- External Reserves Climb to Five-Month High Ahead of MPC
Nigeria’s external reserves climbed to a five-month high amid rising foreign portfolio investments and stable global oil market.
The reserves rose from $42.309 billion in February to $43.507 billion in March, according to the data published by the Central Bank of Nigeria on its website. This is the highest external reserves since October 9, 2018.
The external reserves surged ahead of the 266th Monetary Policy Committee (MPC) meeting that is scheduled to commence on Tuesday.
Following the successful completion of the general elections, Nigeria’s Foreign portfolio investment jumped by 91 percent to N43.93 billion in February as foreign investors continued to take advantage of the fixed income market.
Foreign investors, however, withdrew N55 billion from the Nigerian Stock Exchange market despite current administration assurance.

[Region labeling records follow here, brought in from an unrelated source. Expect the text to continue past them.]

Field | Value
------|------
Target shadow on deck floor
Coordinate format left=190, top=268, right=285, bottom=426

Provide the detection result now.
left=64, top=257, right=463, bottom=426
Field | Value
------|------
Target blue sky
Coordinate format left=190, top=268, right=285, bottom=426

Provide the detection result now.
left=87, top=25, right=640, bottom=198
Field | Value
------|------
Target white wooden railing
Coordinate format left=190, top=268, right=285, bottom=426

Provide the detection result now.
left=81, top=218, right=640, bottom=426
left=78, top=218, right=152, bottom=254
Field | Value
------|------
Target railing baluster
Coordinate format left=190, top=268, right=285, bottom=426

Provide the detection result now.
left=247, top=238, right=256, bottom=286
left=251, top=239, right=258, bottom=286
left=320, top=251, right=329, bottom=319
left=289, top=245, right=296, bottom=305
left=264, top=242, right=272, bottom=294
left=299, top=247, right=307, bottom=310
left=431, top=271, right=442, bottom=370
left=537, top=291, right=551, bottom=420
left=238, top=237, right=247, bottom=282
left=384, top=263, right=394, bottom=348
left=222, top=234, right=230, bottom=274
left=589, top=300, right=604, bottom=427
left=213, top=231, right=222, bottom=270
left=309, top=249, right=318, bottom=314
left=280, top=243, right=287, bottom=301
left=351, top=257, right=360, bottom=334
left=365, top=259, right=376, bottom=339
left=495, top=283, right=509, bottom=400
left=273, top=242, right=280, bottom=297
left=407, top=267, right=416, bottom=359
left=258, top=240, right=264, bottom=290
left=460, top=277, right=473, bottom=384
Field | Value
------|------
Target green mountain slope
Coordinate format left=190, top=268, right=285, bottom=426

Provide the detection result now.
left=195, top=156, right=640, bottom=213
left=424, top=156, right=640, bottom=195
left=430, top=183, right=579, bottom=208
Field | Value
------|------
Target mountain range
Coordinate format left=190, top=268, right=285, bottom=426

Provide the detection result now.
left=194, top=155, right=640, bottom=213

Suggesting that investors’ confidence in the stock market remained low as they await policy direction.
The MPC meeting will commence tomorrow to decide the appropriate policy rate for borrowers.
The committee left policy rate unchanged at 14 percent in the last policy meeting, while citing high inflation rate as one of the factors responsible for the decision and the need to lure foreign investors to the economy to further enhance foreign direct investment.
Still, experts think the lack of rate hike in the U.S. in 2019, the economic slowdown in China and weak growth in Europe Area would aid foreign direct investment in emerging economies like Nigeria, however, other domestic factors like policy uncertainty and security-related issues seem to be impacting capital inflows into the Nigerian economy.
Therefore, the MPC is likely to maintain the high interest of 14 percent at the 266th meeting tomorrow to sustain capital importation despite the need for lower borrowing cost.
The high borrowing cost is hurting the private sector and job creation in a period when the unemployment rate has risen to 23.1 percent.